As the number of infections in the city finally began to slow in late January, help arrived — with a plan to give the restaurant the grand opening it never had.

Emily Yuen, a friend who spent the last five years as the head chef of Bessou, a Japanese restaurant in NoHo, offered to help rework the menu to make it less focused on takeout and to put long-term systems in place for the kitchen.

Jennifer Saesue, who managed a 53-person team at Fish Cheeks, a Thai restaurant, signed on to optimize the front-of-house operations. The goal was to make Saigon Social dine-in only for the reopening.

Ms. Saesue took advantage of the improving labor market to spearhead a hiring drive, tripling the number of servers. Fixtures that were set up for delivery orders were dismantled, creating enough room in the restaurant to double the number of seats. “All she sees is dollar signs,” Ms. Nguyen said of Ms. Saesue.

“She was trying to do everything, but it’s an impossible task,” Ms. Saesue said. “We have enough people now to get the ship started.”

“It’s a different energy”

By late February, just weeks before the two-year anniversary of the pandemic, the number of new Covid-19 cases in the city had fallen sharply. New Yorkers were once again on the streets and going into bars and restaurants.

Ms. Nguyen and her team suddenly felt a newfound sense of optimism.

New staff members were being trained, and the reopening of Saigon Social was quickly approaching. The revised menu was taking shape, filled with dishes that Ms. Nguyen long wanted to serve but could not because they wouldn’t travel as well in takeout containers.

“It’s a different energy, plating it nicely and not just doing it into a box,” Joshua Lemi, the junior sous chef, said of the new menu. It featured ​dishes like Bánh Bèo Chén, steamed rice cakes topped with shrimp floss served on six sauce plates.

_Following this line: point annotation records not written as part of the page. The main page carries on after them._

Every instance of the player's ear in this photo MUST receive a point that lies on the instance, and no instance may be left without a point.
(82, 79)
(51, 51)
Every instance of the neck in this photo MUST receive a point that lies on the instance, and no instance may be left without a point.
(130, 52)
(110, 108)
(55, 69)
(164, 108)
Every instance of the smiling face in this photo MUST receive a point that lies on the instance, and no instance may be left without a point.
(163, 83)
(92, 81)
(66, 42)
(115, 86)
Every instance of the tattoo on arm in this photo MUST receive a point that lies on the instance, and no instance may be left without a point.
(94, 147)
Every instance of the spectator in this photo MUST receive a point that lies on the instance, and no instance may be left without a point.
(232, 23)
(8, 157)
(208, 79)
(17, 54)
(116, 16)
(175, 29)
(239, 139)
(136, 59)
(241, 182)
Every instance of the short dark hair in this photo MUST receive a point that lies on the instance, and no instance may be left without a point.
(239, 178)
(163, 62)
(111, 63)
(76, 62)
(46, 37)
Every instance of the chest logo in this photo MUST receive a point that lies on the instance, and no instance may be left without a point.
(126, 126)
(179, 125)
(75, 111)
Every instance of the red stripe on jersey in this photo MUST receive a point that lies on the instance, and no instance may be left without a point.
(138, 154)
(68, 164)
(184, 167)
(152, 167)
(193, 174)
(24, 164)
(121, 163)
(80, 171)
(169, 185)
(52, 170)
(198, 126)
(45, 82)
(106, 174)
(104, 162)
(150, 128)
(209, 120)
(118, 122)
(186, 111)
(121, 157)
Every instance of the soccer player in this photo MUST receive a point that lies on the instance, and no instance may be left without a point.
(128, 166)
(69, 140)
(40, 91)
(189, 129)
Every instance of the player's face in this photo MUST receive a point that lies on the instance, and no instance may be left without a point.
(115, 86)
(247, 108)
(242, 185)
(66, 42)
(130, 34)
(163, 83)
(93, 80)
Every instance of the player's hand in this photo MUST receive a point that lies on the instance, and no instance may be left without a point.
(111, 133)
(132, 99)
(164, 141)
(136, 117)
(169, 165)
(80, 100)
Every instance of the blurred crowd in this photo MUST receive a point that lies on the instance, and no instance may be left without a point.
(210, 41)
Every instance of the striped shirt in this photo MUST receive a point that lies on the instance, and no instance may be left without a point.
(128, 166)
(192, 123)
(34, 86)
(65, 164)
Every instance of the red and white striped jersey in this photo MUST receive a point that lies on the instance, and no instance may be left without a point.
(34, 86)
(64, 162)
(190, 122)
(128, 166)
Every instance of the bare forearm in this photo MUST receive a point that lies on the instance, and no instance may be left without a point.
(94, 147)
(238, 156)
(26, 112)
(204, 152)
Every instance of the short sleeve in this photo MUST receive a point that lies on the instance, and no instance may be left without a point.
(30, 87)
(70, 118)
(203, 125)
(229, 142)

“Whatever you’ve seen the last two years is not what I wanted to cook,” Ms. Nguyen said. “We don’t just want to be a banh mi and noodle shop.”

Saigon Social’s reopening in early March was preceded by two days of “friends and family” service, which typically has fewer guests to allow the new team to get acclimated.

But once word got out that the restaurant had reopened for indoor service, diners just showed up.

“I’m a little overwhelmed,” Ms. Nguyen said. “This is the most people I’ve ever had in here. This is the most staff I’ve ever had.”

The mood was celebratory. Crowds have continued to fill the dining room since. Servers and kitchen staff found their grooves. For the first time in months — maybe even in two years — Ms. Nguyen started going home before midnight.

Ms. Nguyen was recently nominated for a James Beard award for best chef in New York State. The awards are colloquially known as the Oscars of the food world.

“I underestimated what it took to build a restaurant, but now I have the support,” Ms. Nguyen said.

A few days later, she reflected on how far the restaurant had come. “Baby Saigon is thriving,” she said.